In other words, family wealth so overwhelms all other effects, standardized testing becomes meaningless.
In the No Child Left Behind era, testing data was used as proof that public schools were failing. Of course, 100% of those so called “failing schools” were in poor zip codes.
DQC calls for mandating ten pieces of data tied to standardized testing, includes unique student identifiers, a teacher identifier system to match teachers to students and the ability to match student records between the P–12 and postsecondary systems. Students, parents and teachers would need to trust them and give up all pretenses of privacy.

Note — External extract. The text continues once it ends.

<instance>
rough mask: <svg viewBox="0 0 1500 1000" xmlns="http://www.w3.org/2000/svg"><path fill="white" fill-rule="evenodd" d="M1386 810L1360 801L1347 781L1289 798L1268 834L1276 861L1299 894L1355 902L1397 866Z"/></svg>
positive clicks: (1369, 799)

These unprofessional and misguided organizations continue to operate because billionaires support them. As of 2022, the Bill & Melinda Gates Foundation (ISN: 56-2618866) has financed Ed Trust and DQC with more than $114,000,000 while other billionaires have also kicked in money.
Growth Models
When professor Polikoff calls for growth data he is referring to growth models.
Policy Analysis for California Education (PACE) and California Office of Reform Education (CORE) sound like official governmental organizations but they are not. Billionaires created these institutions. In 2019, PACE was determined to sell California on growth models. Morgan Polikoff, produced a policy brief stating:
“Based on the existing literature and an examination of California’s own goals for the Dashboard and the continuous improvement system, the state should adopt a student-level growth model as soon as possible. Forty-eight states have already done so; there is no reason for California to hang back with Kansas while other states use growth data to improve their schools.”

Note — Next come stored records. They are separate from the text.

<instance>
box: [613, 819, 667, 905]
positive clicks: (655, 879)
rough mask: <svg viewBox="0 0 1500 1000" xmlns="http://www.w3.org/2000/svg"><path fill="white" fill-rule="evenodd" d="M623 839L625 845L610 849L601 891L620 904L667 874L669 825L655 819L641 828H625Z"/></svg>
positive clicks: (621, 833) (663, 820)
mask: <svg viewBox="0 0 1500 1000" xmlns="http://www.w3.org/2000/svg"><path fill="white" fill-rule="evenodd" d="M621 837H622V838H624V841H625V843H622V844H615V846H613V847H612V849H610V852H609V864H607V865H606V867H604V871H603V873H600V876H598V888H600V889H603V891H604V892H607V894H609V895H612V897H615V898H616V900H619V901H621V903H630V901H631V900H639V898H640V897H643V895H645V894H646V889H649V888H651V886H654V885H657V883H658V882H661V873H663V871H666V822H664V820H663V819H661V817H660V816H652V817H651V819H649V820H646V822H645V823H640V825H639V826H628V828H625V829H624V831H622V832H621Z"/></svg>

Jesse Rothstein, professor of public policy and economics at University of California, Berkeley, ran a verification test and found, “these models indicate large ‘effects’ of 5th grade teachers on 4th grade test score gains.”
There are fundamentally three types of growth models. The gain-model is the least mathematically manipulated model with the least amount of assumptions required. The residual-gain model requires significantly more manipulation and the multivariate model is the most complex, manipulated and opaque of them all. None of the three models have been decisively shown to provide accurate analysis but strong evidence has emerged that they do not.
All of these models face the same insurmountable problem when modeling testing data, garbage in leads to garbage out.
Conclusions
Polikoff excoriates state education reporting sites for being difficult to navigate and not being standardized.
The education writer, Peter Greene, wrote about Polikoff’s report:
“It’s that same childlike faith that transparency and data will drive the education marketplace towards excellence, which is doomed because A) excellence in education defies transparent data collection (BS Test results are not it) and B) that’s not how the marketplace works, anyway.”
“I’m not sure there is any audience for these sites at all. It’s the kind of thing I think of as a library publication–something that puts down information that needs to be stored somewhere, because it’s important and the odd researcher or historian may want it at some point.”
Billionaires believe in testing because it is an avenue for them to centralize power and exert greater control over public education. Growth models, which are opaque and force us to accept mathematics experts like Polikoff, are fueled by bad data. It is part of a two decades long technocratic attack on public schools.
America rose to power in the world because of democratic principles and public education. Selfish and short sighted interests are working to destroy both.